Alguns treinadores comentam, discretamente, que muitos ajustes profissionais de bicicleta (bike fit) falham porque toda a gente se fixa em milímetros na altura do selim e trata o ângulo como um detalhe menor. Um coach experiente resumiu assim:

“A maioria dos ciclistas amadores anda numa boa bicicleta, mas com um selim instável. E um selim instável faz joelhos instáveis.”

  • Começa com o selim neutro - põe primeiro o selim praticamente horizontal e só depois ajusta, no máximo, um a dois graus.
  • Uma alteração por semana - caso contrário, mais tarde não consegues perceber o que realmente ajudou.
  • Regista as voltas - anota, de forma breve, quando e onde aparece a dor no joelho, para encontrares padrões.

O que muda quando a dor abrandar

Quando começas a experimentar conscientemente a inclinação do selim, a tua forma de olhar para o ciclismo altera-se. Passas a escutar o corpo com mais precisão: onde é que estou, de facto, sentado? Estou a “puxar” o corpo para a frente com os braços ou estou apoiado na bacia? O joelho deixa de ser apenas a vítima que protesta a cada pedalada e passa a funcionar como um sensor - um sensor que te dá feedback bastante honesto.

Em voltas longas, detectas mais cedo pequenas mudanças; no trajecto para o trabalho, já não segues em piloto automático por cima da dor - perguntas antes: “O que é que a articulação me está a tentar dizer?”

Muita gente que consegue reduzir assim as dores no joelho descreve um efeito secundário inesperado: pedala mais relaxada. Não é apenas por estar numa posição mecanicamente mais correcta; é também pela sensação de controlo. Já não és “o joelho condenado” que tem de ser calado com alongamentos e pomadas. És alguém que aprende a ler a bicicleta, passo a passo. E mesmo que nem todas as queixas se resolvam com uma chave Allen, esta pequena regulação do selim - tantas vezes ignorada - é um convite silencioso: olhar com atenção antes de desistir. Talvez, por trás de muitos “joelhos estragados”, exista apenas um selim que nunca esteve realmente bem afinado.

Ponto-chave Detalhe Mais-valia para o leitor
Inclinação do selim como factor decisivo Alterações mínimas de ângulo (1–2 graus) podem influenciar muito as dores no joelho Permite optimização rápida e barata sem equipamento especializado
Ponto de partida neutro Ajustar primeiro o selim para ficar praticamente horizontal e depois testar para a frente ou para trás Diminui o risco de afinações erradas e torna os efeitos mais fáceis de perceber
Entender o joelho como “sensor” Observar conscientemente o local e o momento da dor, em vez de apenas a tratar Ajuda a treinar de forma mais inteligente e a detectar sobrecargas mais cedo

FAQ:

  • Como percebo se o meu selim está demasiado inclinado para a frente?
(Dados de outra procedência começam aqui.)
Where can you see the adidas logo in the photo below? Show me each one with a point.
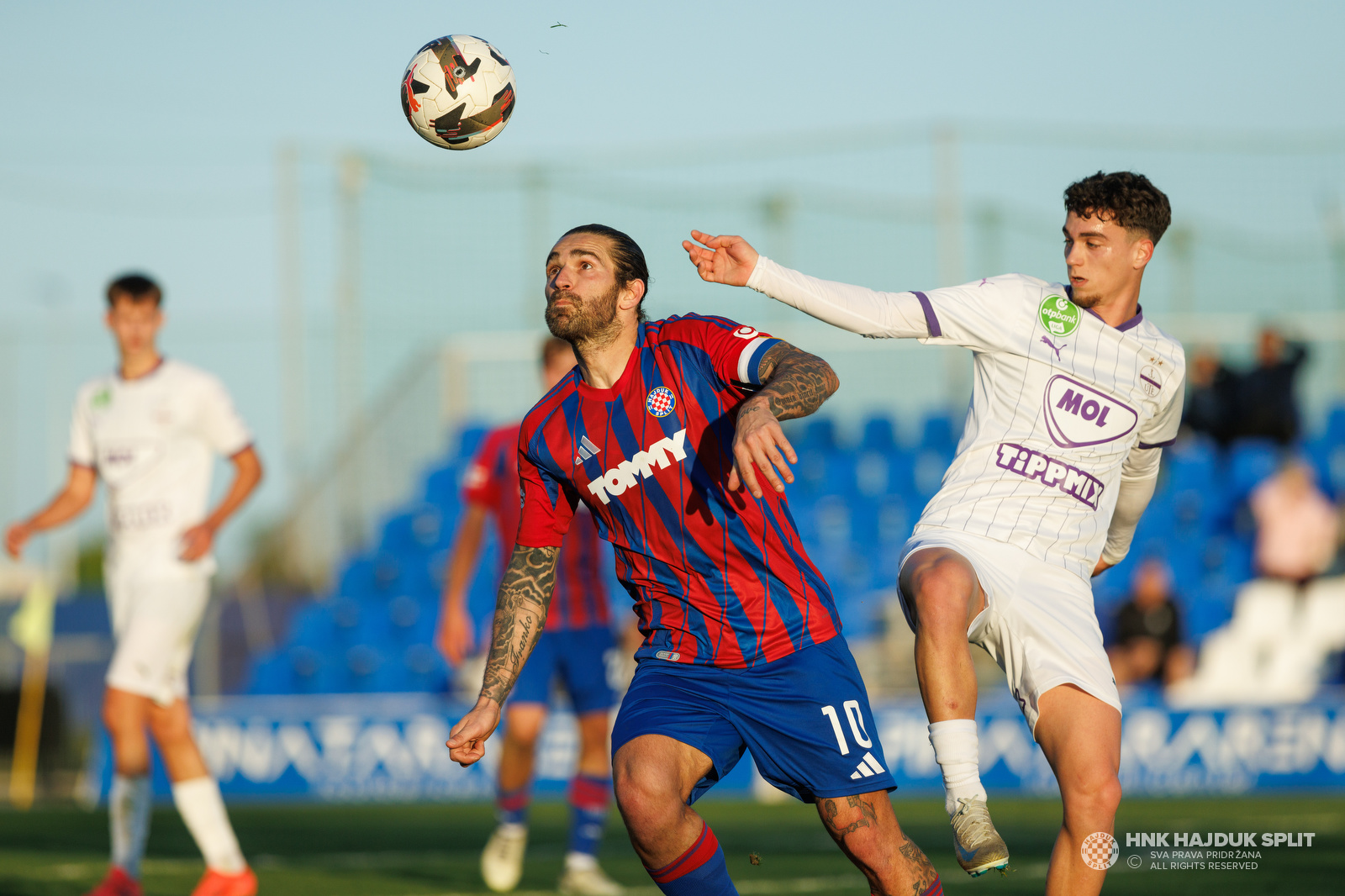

Normalmente, estás sempre a escorregar para a frente, sentes muita pressão nas mãos e as dores aparecem mais na parte da frente do joelho, sobretudo a subir.
  • Consigo ajustar a inclinação do selim sem um profissional? Sim, com um nível de bolha pequeno ou uma aresta recta e alguma paciência. Avança em passos pequenos, testa em algumas voltas e toma notas.
  • Em quanto tempo desaparecem as dores no joelho depois do ajuste? Muitas pessoas sentem alívio evidente após poucas voltas; por vezes, são necessárias duas a três semanas para músculos e tendões se adaptarem à nova posição.
  • Mesmo assim, tenho de mexer na altura do selim e na posição para a frente/para trás? Muitas vezes, sim. A inclinação é apenas uma peça, mas funciona como um “multiplicador” das restantes regulações. Só o ajuste do conjunto traz verdadeira estabilidade ao sistema.
  • Quando devo ir ao médico por causa de dores no joelho? Se a dor surgir de forma súbita, for muito intensa, aparecer também no dia-a-dia sem bicicleta, ou se - apesar de ajustes e descanso - persistir por mais de duas a três semanas, faz sentido uma avaliação médica.